I also set up the Arian Wellbeing social impact initiative in 2023 to provide access to holistic, trauma-informed and culturally sensitive mental health support to everyone including hard to reach populations. The UK government has commissioned our services to support refugees residing in hotels through our expert clinical psychologists, licensed therapists and personal trainers.
We are now extending our innovative work to help our NHS colleagues dealing with stress at work, to those with more complex mental health issues like PTSD and anxiety disorders.
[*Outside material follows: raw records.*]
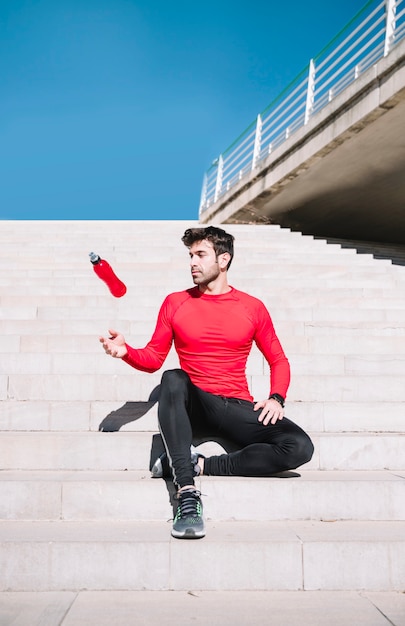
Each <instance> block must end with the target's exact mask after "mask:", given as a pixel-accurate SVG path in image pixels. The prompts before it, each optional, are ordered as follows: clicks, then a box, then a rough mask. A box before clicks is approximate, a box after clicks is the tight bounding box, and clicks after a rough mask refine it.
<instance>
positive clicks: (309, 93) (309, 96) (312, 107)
mask: <svg viewBox="0 0 405 626" xmlns="http://www.w3.org/2000/svg"><path fill="white" fill-rule="evenodd" d="M314 97H315V63H314V61H313V59H311V60H310V62H309V74H308V89H307V102H306V105H305V118H304V124H308V122H309V118H310V117H311V114H312V109H313V107H314Z"/></svg>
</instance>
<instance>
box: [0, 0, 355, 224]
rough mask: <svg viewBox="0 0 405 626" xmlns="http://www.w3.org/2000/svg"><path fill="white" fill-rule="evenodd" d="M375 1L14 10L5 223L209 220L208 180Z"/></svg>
mask: <svg viewBox="0 0 405 626" xmlns="http://www.w3.org/2000/svg"><path fill="white" fill-rule="evenodd" d="M364 4H365V0H360V1H358V0H339V1H337V0H335V1H334V2H323V3H320V2H319V0H306V2H302V0H290V2H288V3H287V2H279V1H275V0H274V1H272V0H267V1H262V0H256V1H255V2H248V1H247V0H240V1H239V2H238V1H235V0H223V1H221V0H205V2H199V1H198V0H187V1H185V0H178V1H173V2H169V1H168V0H166V1H162V0H155V1H154V0H1V2H0V76H1V80H0V219H107V220H108V219H190V220H191V219H193V220H194V219H198V205H199V200H200V193H201V185H202V179H203V174H204V171H205V170H206V169H207V168H208V167H209V165H210V164H211V162H212V161H213V159H214V158H215V157H217V156H218V154H219V153H220V152H222V151H223V150H224V149H225V148H226V147H227V146H228V145H229V144H230V143H232V141H233V140H234V139H236V137H237V136H238V135H239V134H240V133H241V132H242V131H243V130H244V129H245V128H246V127H247V126H248V125H249V124H250V122H252V121H253V119H254V118H255V117H256V115H257V114H258V113H259V112H261V111H262V110H263V109H264V108H265V107H266V106H267V105H268V104H269V103H270V102H271V101H272V100H273V99H274V98H275V97H276V96H277V95H278V94H279V93H280V92H281V91H282V90H283V89H284V88H285V87H286V86H287V85H288V84H289V83H290V82H291V81H292V80H293V79H294V78H295V77H296V76H297V74H299V73H300V72H301V71H302V70H303V69H304V68H305V67H306V66H307V64H308V62H309V59H310V58H311V57H313V56H316V55H317V54H318V53H319V52H320V51H321V49H322V48H323V47H324V46H325V45H326V44H328V43H329V41H330V40H331V39H332V38H333V37H334V35H336V34H337V33H338V32H339V31H340V30H341V29H342V28H343V27H344V26H345V25H346V24H347V22H348V21H349V20H350V19H351V18H352V17H353V16H354V15H355V14H356V13H357V11H359V10H360V9H361V8H362V7H363V6H364Z"/></svg>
As a former refugee, I have learnt to see everyone as human beings, regardless of race, gender, location. Our humanity shouldn’t be clouded and we should remember we’re all living together in a one-world community and not as individuals.
Conflict and displacement may sadly always be part of our lives. But I hope this year for South Asian Heritage Month, we are reminded that asylum seekers and refugees are an important part of our society; that we strive for equality and serve them with the same care and opportunities as others; and ensure our health services, including those for trauma and mental health, are culturally sensitive, responsive and comprehensive, as well as accessible to all.
Giving back through charity work has helped me to heal my own trauma. Seeing kindness and compassion gives me hope in life and humanity.
So, thank you to friends, colleagues and volunteer medics. We have brought people together to inspire collective compassion and touch people’s lives – whether it’s a single person, our neighbours, or someone across the other side of the world.